この4年ほどをドイツに暮らした彼の胸中は想像の域を出ないが、作品上の彼の変化を決定的なものにしているのは、おそらくアトムスーツを着てチェルノブイリを訪れたことにあるだろう。「ルナ・プロジェクト」は“史上最後の遊園地”(日本の実在の遊園地の広告コピーに酷似しているのは偶然?)をモチーフにしており、ヤノベが廃虚となった遊園地を訪れた際の叙情的な(と筆者の目には映る)写真も展示されている。永遠に動かない遊園地の乗り物、永遠に止まった観覧車。
彼が妄想のなかで提示していた核の脅威と抱き合わせの未来は、そこであまりにも現実である現実と接点を持った。展示会場では、観客はやけにきれいな流線型のアトムカーに乗って放射線を10回キャッチするまで走ることができる(車が止まるのが案外すぐであることに観客が驚くであろうことをもヤノベは当然意図しているに違いない)。そう、原宿にさえ放射線が日常的に降り注いでいることも、その現実の一端である。だが、それはヤノベひとりのではなく、もはやわれわれの現実なのだ。(スウェーデンでのレクチュアでも、ヤノベの幾つかの作品を紹介した後、彼がチェルノブイリを訪れたことに触れると、日本よりもはるかにかの地に近い彼らの日常的な危機感と反応してかかなりセンセーショナルに受け止められたことも書き添えておく)。
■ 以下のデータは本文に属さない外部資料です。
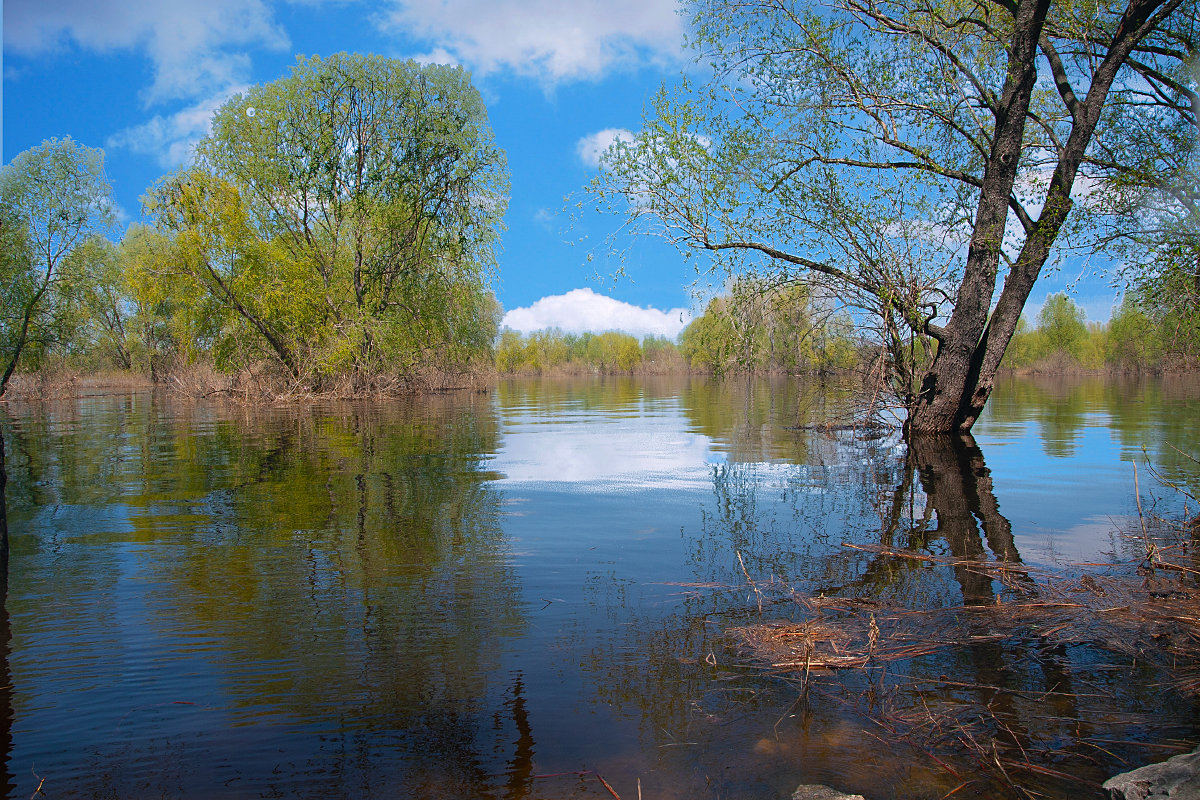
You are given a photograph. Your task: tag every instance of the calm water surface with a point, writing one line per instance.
(509, 594)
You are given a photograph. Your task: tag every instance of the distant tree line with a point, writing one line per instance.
(336, 230)
(1139, 337)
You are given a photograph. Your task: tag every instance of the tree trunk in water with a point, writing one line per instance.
(952, 378)
(4, 519)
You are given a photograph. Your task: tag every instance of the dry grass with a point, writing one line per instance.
(1133, 619)
(63, 384)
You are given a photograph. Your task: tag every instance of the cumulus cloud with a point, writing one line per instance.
(592, 146)
(171, 139)
(585, 311)
(549, 40)
(196, 48)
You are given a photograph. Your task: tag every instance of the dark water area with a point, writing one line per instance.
(516, 594)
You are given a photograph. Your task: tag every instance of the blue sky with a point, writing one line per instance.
(141, 79)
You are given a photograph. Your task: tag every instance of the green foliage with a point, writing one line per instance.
(913, 160)
(1061, 326)
(53, 199)
(341, 221)
(757, 328)
(1132, 341)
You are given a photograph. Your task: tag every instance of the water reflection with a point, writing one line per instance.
(489, 595)
(5, 625)
(319, 589)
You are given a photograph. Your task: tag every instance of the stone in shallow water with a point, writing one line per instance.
(1176, 779)
(817, 792)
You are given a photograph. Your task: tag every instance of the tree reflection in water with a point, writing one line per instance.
(1006, 708)
(370, 600)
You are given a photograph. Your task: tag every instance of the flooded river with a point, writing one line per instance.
(531, 593)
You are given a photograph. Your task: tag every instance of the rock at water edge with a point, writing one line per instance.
(1176, 779)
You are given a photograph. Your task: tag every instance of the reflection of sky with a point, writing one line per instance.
(1071, 495)
(606, 451)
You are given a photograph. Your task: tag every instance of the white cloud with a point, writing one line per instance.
(585, 311)
(196, 48)
(594, 145)
(171, 139)
(549, 40)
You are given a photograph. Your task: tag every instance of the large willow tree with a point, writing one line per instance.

ヤノベの妄想する未来は、かくして現在のものとなりつつある。彼のマシンはフィクションを相手どってではなく、現実に機能し始めた。「ルナ・プロジェクト」は未来の廃虚?
いや、それは現在の廃虚である。だが、そのことをヤノベは自分からは言わないだろう。それを思い知るためには、遊園地の乗り物=アトムカーに百円硬貨を数枚投入しなければならない。それは、観客の、未来への能動性を試すヤノベ独特の諧謔なんだろうか?